第401話オンブラ・マイ・フ


「時間? 全然急いでないから大丈夫やけど? どないしたん?」


「ちょっとこれ見てくれる?」

と千恵子はディバックから楽譜を取り出した。

僕はその楽譜を受け取って目を通した。


「ヘンデルのラルゴかぁ……」

それはヘンデルが作曲したオペラ『セルセ』の第一楽章の冒頭に歌われる*アリアだった。


「うん。知っとぉ?」

と千恵子は聞いてきた。


「ああ、『オンブラ・マイ・フ』やろ? もしかしてこれさっき吹いてなかった?」


「うん。吹いてた。聞こえとった?」

さっき教室の窓から悲し気に流れてきたあのフルートの音色は、このイタリアの古典歌曲だった。

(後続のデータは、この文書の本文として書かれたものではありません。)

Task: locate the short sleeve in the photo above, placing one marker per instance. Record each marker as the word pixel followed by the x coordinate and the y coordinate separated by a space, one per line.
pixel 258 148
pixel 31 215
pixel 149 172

「うん。聞こえとった。ええ曲やんなぁ……これ。俺たち三人で聞き惚れとったわ」

と僕は笑いながら言った。


「それはどうもありがとう……私この曲大好きなん……」

と千恵子も笑いながら応えた。


「さっきエエ音出しとったもんなぁ……わっかるわぁ……」

僕はそう応えながら楽譜を目で追った。

フルートとピアノ伴奏の二重奏にアレンジされた楽譜だった。


「もしかしてこのフルートの伴奏をしろ……と」


「うん。だめ?」

千恵子は頷いて上目遣いに僕を見た。僕はこういう視線に弱いかも。一瞬、彩音さんに伴奏を頼まれた時の事を思い出した。


「うんにゃ。全然OKやで。この曲弾いたことあるし……」

と、迷うことなく即断していた。

この曲は哲也に頼まれてチェロの合奏で何度も弾いたことがあった。


「え? そうなん。ありがとう。前から藤崎君と一緒にこの曲演奏ってみたかってん」

と千恵子は嬉しそうに笑った。


「ホンマかいな」


「うん。ホンマ」


――そういえば千恵蔵と二人で演奏った事なかったな――


「そっかぁ……」

『一緒に演奏したかった』と言われるのは、楽器を演奏する者としてそれはとても嬉しいひとことだ。

勿論断る理由など全くない。


 僕はもう一度譜面に視線を落とした。

ピアノ伴奏自体は何ら問題はなかったが、千恵蔵のゆったりと流れるフルートの音色にちゃんと寄り添えるように弾けるかが問題だ。

ある意味慣れたヴァイオリンや弦楽器と違ってフルートの伴奏はちょっと緊張もするし楽しみでもあった。


 取り合えず楽譜を一読し終えてから譜面台に楽譜を置いた。まだ頭にこの曲は残っているし、どういう風に弾こうかある程度の目星みたいなものはつけることができた。


 僕は軽く深呼吸をしてから鍵盤に指を落とした。千恵子に目をやると『いつでもOK』と頷いた。


 さっき校庭から聞こえた千恵子のフルートの音色を思い出しながら僕は指を沈めた。

この曲はピアノの伴奏から始まる。


 音楽室に僕のピアノの音色が流れる。

午後のゆったりとした時の流れに身を任せるかのように、僕は少し厚みと余韻が残るように弾き始めた。


 千恵子のフルートの音を導くように僕は、そっと鍵盤に指を沈めてフルートの音を待った。

木陰に吹く風のように優しいピアニシモの音色で始まった千恵子のフルート。その音色はロングトーンで始まった。その曲名と同じくゆったりとした息の長いロングトーン。千恵子のフルートの音色は零れ出た吐息のように静かなピアニシモで始まった。


――なんて綺麗な音の波なんだ――


 千恵子のフルートの音色はすぅっと水色の地平線のように広がっていく。音楽室がとても広く感じるような響きだ。

 この曲はプラタナスの木陰への想いを歌ったものだが、千恵蔵のフルートの音色は詩の通りに僕を心地よく誘ってくれる。


広く茂ったプラタナスのからの木漏れ日。優しく頬を撫でる春の仄かな風。


そんな風景が目に浮かぶ。


 さっき教室の窓から入って来た音色とはまた違った趣があった。

今僕はこの音色を独り占めにしている。それが勿体なくて仕方なかった。